Review: ‘Village of Women’

A pleasing if almost bizarrely lightweight look at a harrowing period in Algerian history, "Village of Women" depicts a rural town's improving shift toward matriarchical rule when the menfolk are occupied by either work or warfare.

A pleasing if almost bizarrely lightweight look at a harrowing period in Algerian history, “Village of Women” depicts a rural town’s improving shift toward matriarchical rule when the menfolk are occupied by either work or warfare. Veteran thesp and helmer Mohamed Chouikh’s loosely structured ensembler has fun turning the tables on male supremacy, though there’s not much narrative spine holdings things together. Arab and women’s fests should take note.

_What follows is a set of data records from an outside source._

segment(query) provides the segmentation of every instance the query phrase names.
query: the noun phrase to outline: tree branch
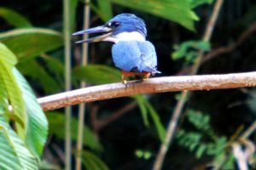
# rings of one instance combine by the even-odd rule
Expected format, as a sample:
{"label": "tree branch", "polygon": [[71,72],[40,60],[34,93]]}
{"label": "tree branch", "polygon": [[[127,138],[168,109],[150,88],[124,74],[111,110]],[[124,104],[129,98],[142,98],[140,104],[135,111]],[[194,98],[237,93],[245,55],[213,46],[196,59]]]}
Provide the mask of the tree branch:
{"label": "tree branch", "polygon": [[256,86],[256,71],[247,73],[165,76],[147,81],[131,81],[93,86],[54,94],[38,99],[44,110],[50,110],[84,102],[92,102],[138,94],[211,90]]}

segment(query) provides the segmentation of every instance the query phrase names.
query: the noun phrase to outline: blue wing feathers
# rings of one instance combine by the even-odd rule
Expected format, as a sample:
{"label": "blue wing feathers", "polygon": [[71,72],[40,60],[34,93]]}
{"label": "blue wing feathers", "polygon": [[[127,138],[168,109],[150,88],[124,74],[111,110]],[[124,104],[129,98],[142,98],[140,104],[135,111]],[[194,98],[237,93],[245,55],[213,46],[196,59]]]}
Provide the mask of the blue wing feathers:
{"label": "blue wing feathers", "polygon": [[112,48],[115,66],[125,71],[158,73],[154,45],[148,41],[120,41]]}

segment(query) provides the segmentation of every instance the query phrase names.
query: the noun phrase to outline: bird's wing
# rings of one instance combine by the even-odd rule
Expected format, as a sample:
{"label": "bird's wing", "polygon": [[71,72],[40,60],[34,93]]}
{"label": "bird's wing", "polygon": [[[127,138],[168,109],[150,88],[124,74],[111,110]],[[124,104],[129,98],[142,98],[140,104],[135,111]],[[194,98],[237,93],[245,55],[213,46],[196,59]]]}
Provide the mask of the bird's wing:
{"label": "bird's wing", "polygon": [[140,68],[144,71],[156,71],[157,57],[154,45],[148,41],[137,42],[141,52]]}
{"label": "bird's wing", "polygon": [[114,44],[112,55],[115,65],[125,71],[156,71],[156,54],[149,42],[123,41]]}

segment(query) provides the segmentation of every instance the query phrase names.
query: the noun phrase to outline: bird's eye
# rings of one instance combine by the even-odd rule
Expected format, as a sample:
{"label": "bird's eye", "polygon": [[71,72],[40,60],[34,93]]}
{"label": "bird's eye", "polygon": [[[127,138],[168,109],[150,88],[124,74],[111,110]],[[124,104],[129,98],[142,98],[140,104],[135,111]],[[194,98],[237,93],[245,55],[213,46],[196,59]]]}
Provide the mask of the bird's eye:
{"label": "bird's eye", "polygon": [[120,23],[118,21],[113,21],[113,22],[109,22],[108,24],[108,27],[112,27],[112,28],[117,28],[119,26],[120,26]]}
{"label": "bird's eye", "polygon": [[114,27],[118,27],[119,26],[120,26],[120,23],[118,22],[118,21],[115,21],[115,22],[113,22],[112,25],[113,25]]}

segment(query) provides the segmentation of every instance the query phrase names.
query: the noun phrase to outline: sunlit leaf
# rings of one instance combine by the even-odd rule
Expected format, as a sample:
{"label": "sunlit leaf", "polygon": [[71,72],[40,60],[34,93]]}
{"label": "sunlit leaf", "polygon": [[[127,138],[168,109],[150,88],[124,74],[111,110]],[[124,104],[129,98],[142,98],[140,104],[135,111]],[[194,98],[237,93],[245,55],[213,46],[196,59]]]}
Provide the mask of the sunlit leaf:
{"label": "sunlit leaf", "polygon": [[[15,116],[19,118],[17,123],[18,134],[24,139],[25,139],[25,122],[26,121],[25,103],[22,99],[22,94],[20,90],[16,78],[13,74],[14,65],[17,60],[15,54],[9,50],[3,43],[0,43],[0,82],[1,84],[1,94],[3,94],[7,99],[1,100],[9,100],[9,105],[12,105],[13,112]],[[5,91],[5,92],[3,92]]]}
{"label": "sunlit leaf", "polygon": [[0,17],[15,27],[32,26],[26,18],[10,8],[0,8]]}
{"label": "sunlit leaf", "polygon": [[38,170],[38,162],[0,116],[0,169]]}
{"label": "sunlit leaf", "polygon": [[174,60],[185,58],[189,62],[193,62],[197,55],[198,50],[209,51],[211,44],[204,41],[187,41],[174,46],[175,51],[172,54]]}
{"label": "sunlit leaf", "polygon": [[174,22],[189,30],[195,30],[194,21],[198,20],[196,14],[191,10],[189,1],[177,0],[109,0],[112,3],[149,13]]}
{"label": "sunlit leaf", "polygon": [[[47,113],[47,118],[49,121],[49,133],[55,134],[56,137],[64,139],[65,139],[65,116],[57,111],[50,111]],[[77,140],[78,137],[78,120],[73,118],[71,120],[71,137],[73,140]],[[90,149],[96,150],[102,150],[102,147],[99,141],[95,138],[91,130],[87,127],[84,127],[83,144]]]}
{"label": "sunlit leaf", "polygon": [[16,55],[20,62],[56,49],[63,44],[60,32],[39,28],[16,29],[0,33],[0,42]]}
{"label": "sunlit leaf", "polygon": [[202,5],[204,3],[211,4],[213,0],[189,0],[190,1],[191,8],[195,8],[199,5]]}
{"label": "sunlit leaf", "polygon": [[22,92],[22,98],[26,104],[26,144],[39,160],[47,139],[47,119],[26,79],[16,69],[14,69],[13,72]]}
{"label": "sunlit leaf", "polygon": [[85,81],[91,84],[105,84],[120,82],[121,80],[119,71],[101,65],[78,66],[73,70],[73,76],[75,82]]}

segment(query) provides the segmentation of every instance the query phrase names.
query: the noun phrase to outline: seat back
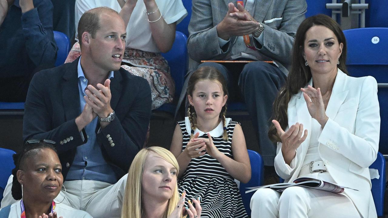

Beautiful but grim young Sabrina (Sofia Nouacer) is the nominal heroine. Having seen her parents and sister killed by marauders, she’s now vengefully well-suited to defend the village from the terrorists crawling through area hills during the early ’90s struggle between insurgents and government. Arming the womenfolk for this purpose has been a last resort of husbands forced to leave for factory jobs several dangerous hours away. But their wives and daughters find the experience at least as liberating as it is perilous. Birth, death, teenage love, a rebel’s chastened return home and even romantic interest for Sabrina dot an anecdotal progress stronger on character comedy than conveying danger. Design contribs are vibrantly colorful.

Village of Women

Algeria

Production

An ACIMA Films production in association with ENTV. Produced by Albert Pigot. Directed, written by Mohamed Chouikh.

Crew

Camera (color), Allel Yahiaoui; editor, Yamina Bachir Chouikh; music, Khaled Barkat. Reviewed at San Francisco Arab Film Festival, Sept. 24, 2005. Running time: 98 MIN.

With

Sofia Nouacer, Khaled Benaissa, Bahia Rachedi, Nawal Zaatar, Khadri Seghir, Aida Guechoud, Said Hilmi, Abidi Dalila, Salima Labidi, Amine Chouikh, Amina Ouznadji, Lynda Sellam, Yasmine Chouikh, Selhani Mounia, Rahim Cherif.